BY ZANNY BEGG
SYDNEY — Alan Wood, in his article "World's poor at the mercy of Europe" (Australian, November 12), argued that those protesting at the November 14-15 trade ministers' meeting sponsored by the World Trade Organisation (WTO) were denying developing countries the chance for future prosperity. This argument was repeated to me by Alan Oxley, a former senior Australian trade negotiator, when we debated the anti-WTO protests on the November 13 Sunrise program on Channel 7.
The WTO meeting in Sydney is part of a push to complete the Doha round of trade negotiations, which will be discussed at the fifth ministerial meeting of the WTO in Mexico next year. The main proposals on the table — regulating trade in agriculture and services and intellectual property rights — will not benefit the poor.
For the developing world, food security remains a crucial issue. More than 1.2 billion people in the world live on less than US$1 a day. The daily struggle to feed their families is a tussle with starvation. The elimination of trade barriers in agriculture for Third World countries will not alleviate this problem, but may worsen it. For this reason, countries such as Indonesia have opposed cuts in tariffs for agriculture.
The agricultural liberalisation that Indonesia has undertaken in recent years, due to its commitments to the International Monetary Fund and WTO, has led to an explosion of food imports of staple crops. Indonesia is now one of the world's top rice importers, importing at least 10% of its rice. Between 1995 and 2001, sugar imports have increased by 45% and soya imports by 40%.
Overnight, in a country where over 100 million people live in rural areas and the majority live by subsistence farming, the livelihoods of millions have been destroyed. This one example exposes the claim that lowering agricultural tariffs in developing countries will really benefit the poor to be a lies.
Oxley alleged that the WTO rules have underpinned the greatest rise in prosperity in human history.

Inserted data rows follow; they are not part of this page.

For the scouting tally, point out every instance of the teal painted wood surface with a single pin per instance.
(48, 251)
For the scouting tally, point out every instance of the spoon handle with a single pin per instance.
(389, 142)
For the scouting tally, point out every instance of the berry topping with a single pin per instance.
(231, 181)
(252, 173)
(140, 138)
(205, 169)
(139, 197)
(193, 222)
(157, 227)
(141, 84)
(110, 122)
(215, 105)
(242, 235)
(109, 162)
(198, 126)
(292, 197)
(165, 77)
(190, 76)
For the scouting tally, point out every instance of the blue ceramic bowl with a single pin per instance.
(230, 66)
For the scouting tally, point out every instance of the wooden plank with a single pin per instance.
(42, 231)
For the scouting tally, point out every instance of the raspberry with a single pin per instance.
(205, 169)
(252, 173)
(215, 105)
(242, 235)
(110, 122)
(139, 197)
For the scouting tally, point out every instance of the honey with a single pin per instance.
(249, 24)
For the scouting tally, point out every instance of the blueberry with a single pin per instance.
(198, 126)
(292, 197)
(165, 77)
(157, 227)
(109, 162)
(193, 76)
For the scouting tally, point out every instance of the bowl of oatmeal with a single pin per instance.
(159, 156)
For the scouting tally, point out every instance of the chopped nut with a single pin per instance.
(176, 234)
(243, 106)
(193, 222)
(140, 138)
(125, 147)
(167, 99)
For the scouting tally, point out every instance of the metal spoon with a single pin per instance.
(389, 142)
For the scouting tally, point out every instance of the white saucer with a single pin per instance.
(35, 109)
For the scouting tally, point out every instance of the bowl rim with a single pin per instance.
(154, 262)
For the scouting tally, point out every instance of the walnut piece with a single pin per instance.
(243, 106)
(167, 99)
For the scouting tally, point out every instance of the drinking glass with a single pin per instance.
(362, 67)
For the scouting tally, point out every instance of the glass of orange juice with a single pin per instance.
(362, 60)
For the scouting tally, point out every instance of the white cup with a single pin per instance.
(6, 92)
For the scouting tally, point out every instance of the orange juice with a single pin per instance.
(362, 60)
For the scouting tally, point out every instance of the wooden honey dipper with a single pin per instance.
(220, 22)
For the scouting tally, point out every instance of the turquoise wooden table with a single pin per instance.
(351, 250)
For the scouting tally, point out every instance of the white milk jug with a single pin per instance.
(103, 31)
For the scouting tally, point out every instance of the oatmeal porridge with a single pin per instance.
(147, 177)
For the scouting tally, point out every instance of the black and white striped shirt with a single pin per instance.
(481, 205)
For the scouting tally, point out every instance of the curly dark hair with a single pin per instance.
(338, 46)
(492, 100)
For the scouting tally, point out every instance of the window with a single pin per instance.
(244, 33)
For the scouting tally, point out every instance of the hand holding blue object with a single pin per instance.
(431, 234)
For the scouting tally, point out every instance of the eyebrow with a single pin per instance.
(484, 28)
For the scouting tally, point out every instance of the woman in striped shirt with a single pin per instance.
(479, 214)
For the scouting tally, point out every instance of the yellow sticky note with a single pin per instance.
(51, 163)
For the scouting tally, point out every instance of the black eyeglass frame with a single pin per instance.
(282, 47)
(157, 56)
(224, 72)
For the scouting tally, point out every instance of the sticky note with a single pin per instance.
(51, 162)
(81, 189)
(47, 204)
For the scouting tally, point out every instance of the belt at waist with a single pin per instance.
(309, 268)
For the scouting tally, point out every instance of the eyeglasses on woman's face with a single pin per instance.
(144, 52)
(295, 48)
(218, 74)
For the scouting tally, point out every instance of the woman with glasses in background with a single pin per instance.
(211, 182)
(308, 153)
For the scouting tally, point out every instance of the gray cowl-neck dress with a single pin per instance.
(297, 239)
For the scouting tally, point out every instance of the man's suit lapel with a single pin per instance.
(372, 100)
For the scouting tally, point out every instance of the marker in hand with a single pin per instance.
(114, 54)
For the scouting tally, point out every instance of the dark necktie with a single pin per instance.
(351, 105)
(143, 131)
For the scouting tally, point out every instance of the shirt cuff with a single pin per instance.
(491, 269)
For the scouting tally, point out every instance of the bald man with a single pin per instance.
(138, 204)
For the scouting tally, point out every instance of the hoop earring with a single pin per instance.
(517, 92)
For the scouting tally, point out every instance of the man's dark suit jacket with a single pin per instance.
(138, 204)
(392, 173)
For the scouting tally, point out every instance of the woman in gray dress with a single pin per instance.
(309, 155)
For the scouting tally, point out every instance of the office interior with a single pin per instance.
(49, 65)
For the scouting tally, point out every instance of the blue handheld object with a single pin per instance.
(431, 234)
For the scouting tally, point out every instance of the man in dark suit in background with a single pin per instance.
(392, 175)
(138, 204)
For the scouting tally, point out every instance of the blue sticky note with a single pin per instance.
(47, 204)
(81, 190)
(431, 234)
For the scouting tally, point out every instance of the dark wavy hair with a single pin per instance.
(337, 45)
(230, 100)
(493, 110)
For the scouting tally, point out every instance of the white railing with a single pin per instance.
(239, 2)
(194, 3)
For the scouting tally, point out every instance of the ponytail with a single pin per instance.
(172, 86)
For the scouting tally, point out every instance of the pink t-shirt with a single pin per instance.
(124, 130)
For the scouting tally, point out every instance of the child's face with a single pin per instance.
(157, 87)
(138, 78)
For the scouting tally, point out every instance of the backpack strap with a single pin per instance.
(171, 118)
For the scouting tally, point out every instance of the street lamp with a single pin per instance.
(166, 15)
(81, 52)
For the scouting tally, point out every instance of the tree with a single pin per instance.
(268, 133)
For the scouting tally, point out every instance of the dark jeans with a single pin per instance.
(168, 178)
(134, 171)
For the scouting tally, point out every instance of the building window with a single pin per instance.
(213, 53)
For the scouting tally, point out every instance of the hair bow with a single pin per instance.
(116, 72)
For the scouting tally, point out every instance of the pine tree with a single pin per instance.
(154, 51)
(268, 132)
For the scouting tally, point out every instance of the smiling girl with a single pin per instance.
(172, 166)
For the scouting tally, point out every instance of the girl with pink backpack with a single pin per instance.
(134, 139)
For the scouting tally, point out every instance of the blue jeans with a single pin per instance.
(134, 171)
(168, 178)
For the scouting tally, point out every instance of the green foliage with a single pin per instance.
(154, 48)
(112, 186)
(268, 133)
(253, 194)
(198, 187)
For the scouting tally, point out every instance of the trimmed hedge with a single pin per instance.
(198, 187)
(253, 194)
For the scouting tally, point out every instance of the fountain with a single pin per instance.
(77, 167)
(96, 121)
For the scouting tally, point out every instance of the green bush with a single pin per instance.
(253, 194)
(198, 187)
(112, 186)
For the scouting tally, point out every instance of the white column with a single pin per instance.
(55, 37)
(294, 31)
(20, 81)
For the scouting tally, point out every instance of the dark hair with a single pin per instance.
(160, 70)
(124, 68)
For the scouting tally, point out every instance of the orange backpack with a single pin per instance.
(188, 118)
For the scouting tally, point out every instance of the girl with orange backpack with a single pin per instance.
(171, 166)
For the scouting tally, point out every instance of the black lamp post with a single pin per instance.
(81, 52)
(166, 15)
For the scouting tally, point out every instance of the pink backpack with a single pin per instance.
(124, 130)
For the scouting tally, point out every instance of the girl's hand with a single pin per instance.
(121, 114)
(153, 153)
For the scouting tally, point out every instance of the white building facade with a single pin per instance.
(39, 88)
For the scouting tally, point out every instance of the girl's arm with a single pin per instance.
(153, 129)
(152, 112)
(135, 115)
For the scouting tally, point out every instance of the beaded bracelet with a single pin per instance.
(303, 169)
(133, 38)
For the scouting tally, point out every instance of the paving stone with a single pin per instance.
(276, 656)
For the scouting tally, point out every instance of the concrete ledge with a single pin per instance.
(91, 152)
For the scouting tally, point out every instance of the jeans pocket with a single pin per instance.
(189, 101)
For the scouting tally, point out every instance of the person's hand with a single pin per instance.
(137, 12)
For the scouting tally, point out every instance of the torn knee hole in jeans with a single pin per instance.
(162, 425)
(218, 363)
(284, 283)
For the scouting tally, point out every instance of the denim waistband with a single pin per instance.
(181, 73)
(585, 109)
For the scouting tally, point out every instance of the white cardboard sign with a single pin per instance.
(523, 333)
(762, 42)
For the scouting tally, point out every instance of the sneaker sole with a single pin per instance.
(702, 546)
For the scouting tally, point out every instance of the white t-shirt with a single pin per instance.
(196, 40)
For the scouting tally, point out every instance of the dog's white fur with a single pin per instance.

But how is this "prosperity" distributed? According to the United Nations Human Development Report 2000, the combined wealth of the world's 200 richest people hit $1 trillion in 2000; the combined incomes of the 582 million people living in the 43 least developed countries is $146 billion.
Most people have lost out under the trade system imposed by the WTO. Economic growth, and almost all of the other social indicators, for the last 20 years have shown a clear decline in Third World progress as compared with the previous two decades. Every indicator — literacy, life expectancy, economic growth rates — has worsened for the world's majority.
The issue at Homebush is not protectionism, as Oxley alleges, but the rich-country governments' hypocrisy. Demonstrators will not be calling for tariffs but protesting against a trade system which allows the rich countries to protect their markets — through subsidies and tariffs — while they squeeze concessions from the already struggling economies of the Third World.
To argue that more trade is the answer to ending poverty is like arguing that cigarettes are the cure for lung cancer. The WTO organises the system of trade we live under now and even its own report on poverty (released June 2000) admits that its policies have led to job losses for the poor. Will more of the same get us out of this mess? Or, as the banners at the November 13-15 demonstrations asked, is another world possible?
Despite all the media sensationalism that followed the anti-WTO protests, their political message was not lost. In 1999, tens of thousands of demonstrators outside the Seattle meeting of the WTO, combined with a revolt by Third World delegates inside the meeting, caused it to fail. Now known as the "Battle for Seattle", it led to the collapse of that trade round. This was the movement's victory that Sydney meeting wa's trying to unwind.
What is at stake is the future of how the world lives. Can we continue with a world trade system in which the three richest individuals have a combined income greater then the GDP of the world's poorest 148 countries? It is time we changed the rules of the game.
[Zanny Begg is an activist with the No WTO group.]
From Green Left Weekly, November 20, 2002.